Welcome to our blog!


It's better than a bat in the eye with a burnt stick!


This blog makes liberal use of AB's journals, letters, travel notes, and other sources.


And make sure to visit The Arnold Bennett Society for expert information and comment on all aspects of the life and work of AB.

Monday 9 April 2018

Rain in Florence

Saturday, April 9th., Pension White, Florence.

It has been raining for days. Yesterday, to get out of the rain I walked about in the church of S. Croce to collect my ideas for the third part of "Clayhanger". For this purpose I found it to be a very good, spacious church. Funny to be immersed mentally in the doings of the Five Towns in a place like this which couldn't be much more different. I bought a copy of Ruskin's "Mornings in Florence" today. Weather too wet and me too buried in writing for any excursions.

There is a professor from Toronto University staying here. Came into the smoking room last evening.
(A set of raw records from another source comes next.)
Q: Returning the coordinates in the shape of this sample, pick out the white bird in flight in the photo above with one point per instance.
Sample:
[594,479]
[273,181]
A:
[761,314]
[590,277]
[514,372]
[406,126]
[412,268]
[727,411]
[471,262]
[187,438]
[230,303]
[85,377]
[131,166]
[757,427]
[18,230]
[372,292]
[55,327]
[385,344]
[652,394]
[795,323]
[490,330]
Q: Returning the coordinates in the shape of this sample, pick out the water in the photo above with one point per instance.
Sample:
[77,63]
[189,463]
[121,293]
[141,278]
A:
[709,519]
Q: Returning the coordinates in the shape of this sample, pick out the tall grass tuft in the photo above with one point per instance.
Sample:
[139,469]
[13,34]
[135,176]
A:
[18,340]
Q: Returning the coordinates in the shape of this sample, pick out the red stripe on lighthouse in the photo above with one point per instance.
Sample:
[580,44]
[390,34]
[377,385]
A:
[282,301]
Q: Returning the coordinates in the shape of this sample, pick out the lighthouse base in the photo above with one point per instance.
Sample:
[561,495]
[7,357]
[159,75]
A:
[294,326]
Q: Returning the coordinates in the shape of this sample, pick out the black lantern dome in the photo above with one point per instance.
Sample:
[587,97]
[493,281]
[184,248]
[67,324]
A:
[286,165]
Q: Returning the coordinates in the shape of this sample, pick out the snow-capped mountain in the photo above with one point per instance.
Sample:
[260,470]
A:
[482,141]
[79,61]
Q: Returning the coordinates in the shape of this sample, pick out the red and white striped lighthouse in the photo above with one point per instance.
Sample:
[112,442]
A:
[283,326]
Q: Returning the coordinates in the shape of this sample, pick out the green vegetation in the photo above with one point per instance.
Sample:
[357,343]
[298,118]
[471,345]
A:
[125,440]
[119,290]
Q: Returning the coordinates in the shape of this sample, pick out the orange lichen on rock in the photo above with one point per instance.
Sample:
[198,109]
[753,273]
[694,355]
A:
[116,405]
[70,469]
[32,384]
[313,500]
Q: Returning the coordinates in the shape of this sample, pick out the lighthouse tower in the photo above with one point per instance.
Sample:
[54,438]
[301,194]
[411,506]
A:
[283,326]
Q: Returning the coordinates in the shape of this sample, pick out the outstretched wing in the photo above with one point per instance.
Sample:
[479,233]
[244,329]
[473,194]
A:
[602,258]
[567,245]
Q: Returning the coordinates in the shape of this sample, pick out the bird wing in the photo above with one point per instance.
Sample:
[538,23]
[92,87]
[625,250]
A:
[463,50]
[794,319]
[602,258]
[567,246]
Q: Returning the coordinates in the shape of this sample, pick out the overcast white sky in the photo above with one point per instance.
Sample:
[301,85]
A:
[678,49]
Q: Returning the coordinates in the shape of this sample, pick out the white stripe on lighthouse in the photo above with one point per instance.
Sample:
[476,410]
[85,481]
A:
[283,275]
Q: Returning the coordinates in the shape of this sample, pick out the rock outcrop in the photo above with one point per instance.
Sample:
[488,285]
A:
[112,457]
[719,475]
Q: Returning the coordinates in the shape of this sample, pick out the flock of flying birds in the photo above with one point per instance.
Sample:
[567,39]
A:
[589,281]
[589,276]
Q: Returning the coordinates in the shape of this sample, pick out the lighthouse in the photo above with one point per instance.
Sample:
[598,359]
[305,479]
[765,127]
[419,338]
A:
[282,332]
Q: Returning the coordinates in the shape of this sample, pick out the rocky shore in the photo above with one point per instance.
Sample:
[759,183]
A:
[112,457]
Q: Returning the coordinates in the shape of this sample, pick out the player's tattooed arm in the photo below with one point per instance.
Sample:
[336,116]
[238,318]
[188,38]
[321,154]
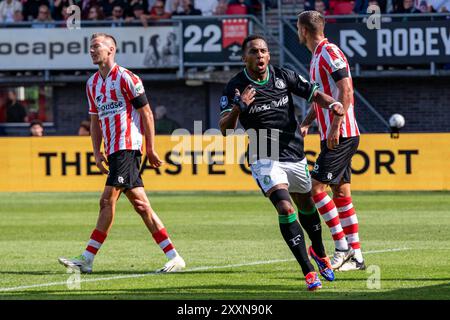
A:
[345,98]
[96,137]
[149,132]
[327,102]
[306,123]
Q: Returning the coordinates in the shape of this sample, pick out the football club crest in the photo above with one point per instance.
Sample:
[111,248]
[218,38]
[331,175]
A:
[280,84]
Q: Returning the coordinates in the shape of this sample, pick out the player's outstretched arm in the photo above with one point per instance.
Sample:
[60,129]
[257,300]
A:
[229,119]
[96,137]
[149,132]
[306,123]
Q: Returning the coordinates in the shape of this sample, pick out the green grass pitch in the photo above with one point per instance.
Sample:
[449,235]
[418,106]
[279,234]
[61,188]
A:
[231,244]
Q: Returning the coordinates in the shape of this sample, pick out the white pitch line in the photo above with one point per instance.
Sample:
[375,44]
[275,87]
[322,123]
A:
[50,284]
Lounge suit, dirty brown boots, small piercing eyes. Took no notice of me though the room was not twelve foot square until he found he hadn't a match, when he said abruptly, and in a tone which expected only one answer: "Can I trouble you for a match?" This casualness was geberal with him. You could trace it in the way he sat on a chair. Seemed an impatient sort. Then began to talk of Egyptian tombs in a very sensible, interesting and friendly way. When he is not interested it does not occur to him to pretend to be. If a remark does not strike him as fruitful he quite naturally says nothing at all. It is brusqueness, but has a good foundation. I admire it in a way; a sort of intellectual honesty. I am probably similar myself by nature but have had 'good manners' drummed into me over the years. Similar age to me I should think. Somebody told me he is a professor of English literature; but I don't know.

I put on my largest overcoat and walked to the Cascine this morning and this afternoon I went to inspect the Palazzo Strozzi for my article "Night and Morning in Florence", of which I wrote 2,200 words today. I also went into the church of S. Annunziata. We should have been going to the opera this evening but Grierson and Mock are both indisposed.